Die politische Klasse sollte allerdings daran denken, dass das Kinderwahlrecht nur die Kinder wahrnehmen können, die z.B. nicht abgetrieben wurden, die die ersten Wochen auf dieser Welt überlebt haben und keinem straffreien Kindsmord zum Opfer gefallen sind.

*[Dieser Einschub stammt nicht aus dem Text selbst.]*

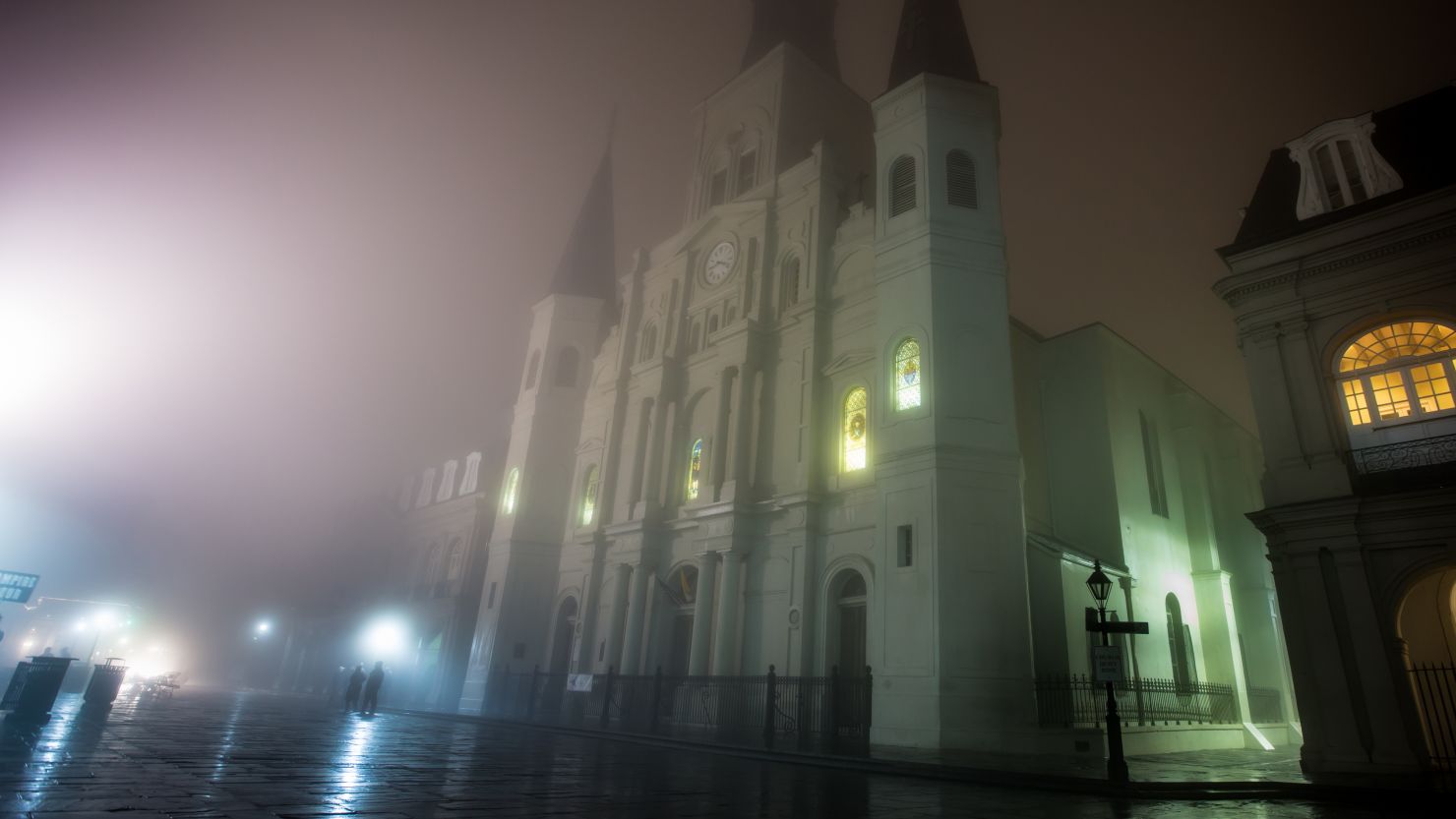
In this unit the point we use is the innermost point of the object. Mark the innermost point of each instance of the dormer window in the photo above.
(1398, 373)
(1340, 166)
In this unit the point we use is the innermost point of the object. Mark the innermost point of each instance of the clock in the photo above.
(719, 263)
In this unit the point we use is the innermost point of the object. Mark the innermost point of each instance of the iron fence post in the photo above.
(657, 698)
(767, 709)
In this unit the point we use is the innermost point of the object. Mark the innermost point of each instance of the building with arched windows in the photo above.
(809, 436)
(1343, 282)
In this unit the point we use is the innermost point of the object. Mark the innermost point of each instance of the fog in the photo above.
(260, 260)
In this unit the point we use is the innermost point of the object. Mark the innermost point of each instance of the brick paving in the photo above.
(209, 754)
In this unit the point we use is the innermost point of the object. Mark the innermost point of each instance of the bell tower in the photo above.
(526, 543)
(946, 463)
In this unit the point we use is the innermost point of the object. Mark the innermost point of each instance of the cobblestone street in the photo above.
(258, 755)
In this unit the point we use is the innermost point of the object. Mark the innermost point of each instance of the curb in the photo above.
(1165, 790)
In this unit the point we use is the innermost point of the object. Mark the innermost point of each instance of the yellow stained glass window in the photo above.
(1356, 402)
(695, 469)
(907, 374)
(588, 497)
(1433, 390)
(1389, 396)
(513, 482)
(1400, 339)
(856, 428)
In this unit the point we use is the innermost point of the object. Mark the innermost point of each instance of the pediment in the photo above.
(849, 360)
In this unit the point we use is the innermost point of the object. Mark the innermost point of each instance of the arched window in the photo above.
(531, 369)
(513, 483)
(856, 430)
(791, 281)
(907, 374)
(455, 564)
(901, 187)
(567, 364)
(695, 469)
(1179, 648)
(1385, 369)
(588, 497)
(960, 179)
(648, 342)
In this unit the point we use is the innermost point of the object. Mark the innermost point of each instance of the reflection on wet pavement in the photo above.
(252, 755)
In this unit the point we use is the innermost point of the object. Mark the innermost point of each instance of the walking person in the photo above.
(372, 685)
(351, 694)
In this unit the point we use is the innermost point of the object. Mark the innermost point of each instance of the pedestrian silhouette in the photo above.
(372, 685)
(351, 694)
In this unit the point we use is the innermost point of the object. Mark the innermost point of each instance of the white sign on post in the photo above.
(1107, 664)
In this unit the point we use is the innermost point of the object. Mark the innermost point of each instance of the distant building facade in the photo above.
(806, 433)
(1343, 284)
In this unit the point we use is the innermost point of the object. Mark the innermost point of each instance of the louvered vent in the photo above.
(960, 179)
(901, 187)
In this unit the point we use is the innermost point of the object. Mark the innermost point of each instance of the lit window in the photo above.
(856, 428)
(901, 187)
(907, 374)
(1356, 402)
(1391, 363)
(695, 469)
(588, 497)
(513, 482)
(1389, 396)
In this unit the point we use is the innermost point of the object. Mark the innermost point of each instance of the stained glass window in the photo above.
(588, 497)
(513, 482)
(907, 374)
(856, 428)
(1395, 340)
(695, 469)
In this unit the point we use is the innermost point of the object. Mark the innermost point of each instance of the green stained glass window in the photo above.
(907, 374)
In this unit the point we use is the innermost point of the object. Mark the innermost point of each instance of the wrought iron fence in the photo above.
(1074, 700)
(828, 715)
(1434, 690)
(1265, 706)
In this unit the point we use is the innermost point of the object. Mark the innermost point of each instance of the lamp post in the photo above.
(1100, 585)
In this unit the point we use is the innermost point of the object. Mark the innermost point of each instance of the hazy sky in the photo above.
(257, 254)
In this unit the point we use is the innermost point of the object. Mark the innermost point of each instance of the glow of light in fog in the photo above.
(385, 637)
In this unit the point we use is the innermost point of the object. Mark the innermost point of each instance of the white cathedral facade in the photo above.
(804, 431)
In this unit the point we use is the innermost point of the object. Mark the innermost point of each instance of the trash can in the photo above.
(105, 682)
(12, 693)
(42, 682)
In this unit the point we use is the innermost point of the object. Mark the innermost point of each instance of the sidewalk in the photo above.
(1189, 776)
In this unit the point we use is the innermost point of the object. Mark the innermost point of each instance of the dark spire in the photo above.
(809, 25)
(932, 41)
(588, 263)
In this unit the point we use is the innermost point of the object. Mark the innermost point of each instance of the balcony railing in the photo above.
(810, 713)
(1073, 700)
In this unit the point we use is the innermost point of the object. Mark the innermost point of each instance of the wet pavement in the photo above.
(258, 755)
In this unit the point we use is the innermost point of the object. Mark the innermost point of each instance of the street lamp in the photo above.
(1101, 585)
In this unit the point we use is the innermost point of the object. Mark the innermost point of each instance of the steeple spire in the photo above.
(809, 25)
(588, 263)
(932, 41)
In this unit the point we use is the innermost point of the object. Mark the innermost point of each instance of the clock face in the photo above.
(719, 263)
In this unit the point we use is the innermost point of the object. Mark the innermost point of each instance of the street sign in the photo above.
(17, 587)
(1107, 664)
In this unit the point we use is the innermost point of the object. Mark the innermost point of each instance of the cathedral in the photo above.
(804, 431)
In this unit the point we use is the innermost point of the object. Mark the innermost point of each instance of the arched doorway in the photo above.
(1426, 622)
(848, 624)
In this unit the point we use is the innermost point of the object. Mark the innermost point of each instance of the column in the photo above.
(637, 606)
(725, 639)
(703, 613)
(619, 606)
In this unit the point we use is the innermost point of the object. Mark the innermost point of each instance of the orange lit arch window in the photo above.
(1398, 372)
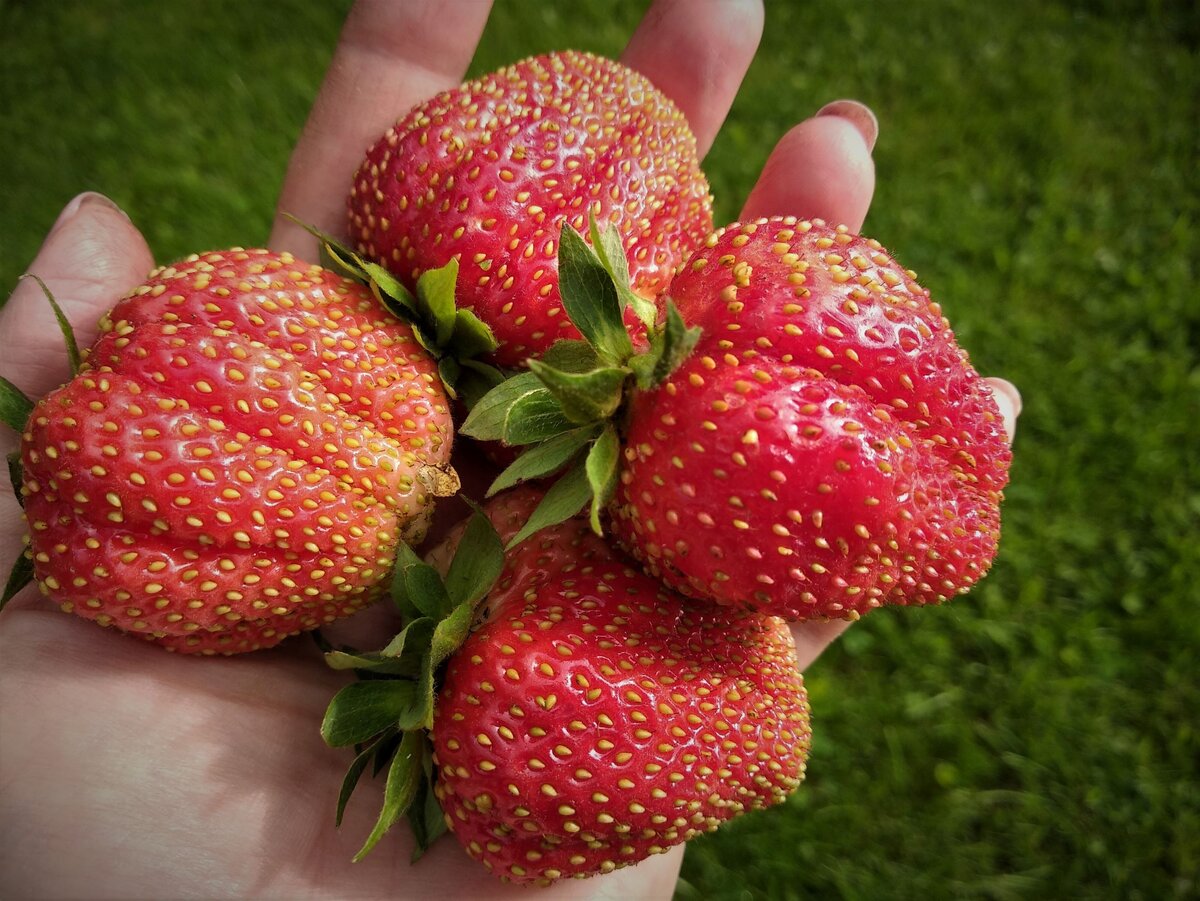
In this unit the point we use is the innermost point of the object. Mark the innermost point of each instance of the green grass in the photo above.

Selbstverständlich könnte sich, so die Kinder ihre Stimme nicht an die Mutter "abtreten" müssen, das Ganze auch als Eigentor für die führenden Feministinnen im Lande erweisen. Wenn die "enväterten Kinder" nämlich ihrem Frust über dieses ruinöse Bermuda-Dreieck, bestehend aus Familiengericht, Jugendamt und Kindesmutter, freien Lauf lassen.

Gravatar: Helene

Kurz und bündig: Klimax hat recht!

Gravatar: Klimax

@Frau Weber, es geht noch um etwas anderes, das sich hinter der Rede von der stellvertretenden Ausübung des Kinderwahlrechts verbirgt. Wer wäre denn der Stellvertreter? Mami natürlich. Oder glauben Sie, möglicherweise geschiedene Väter würden nach ihrer Meinung gefragt? Das ganze ist Interessenpolitik für (alleinerziehende) Mütter, die auf diese Weise doppeltes Stimmgewicht erhalten sollen. Wir brauchen mehr Feminismus, immer mehr! Alles klar? Oder warum, glauben Sie, dürfen Jugendliche nicht mal mehr allein eine Schachtel Streichhölzer kaufen, während sie gleichzeitig ein Wahlrecht ausüben können sollen?

Gravatar: Klimax

Ich finde auch, daß Kinder von Geburt an all das tun und lassen können sollen, was Erwachsene tun und lassen. Allein die Unterscheidung zwischen Erwachsene und Kinder ist zutiefst diskriminierend. Wer sagt , daß Säuglinge keine politische Meinung haben? Mehr Milch für alle! Oder Schulkinder: mehr Ferien! Hier bieten sich ganz wunderbare Möglichkeiten für weitere wichtige Politikfelder und Sozialstaatsbürokratie! Und natürlich gilt das alles auch für's passive Wahlrecht! Schluß mit der Kinderdiffamierung! Achtjährige in den Bundestag! Warum sollte nicht endlich mal ein Schnullerträger zum Bundespräsidenten gewählt werden? Pueril sind unsere Politiker ja auch schon, da fällt das gar nicht mehr ins Gewicht.

Selten eine solch absurde Forderung so ernsthaft erwogen gefunden.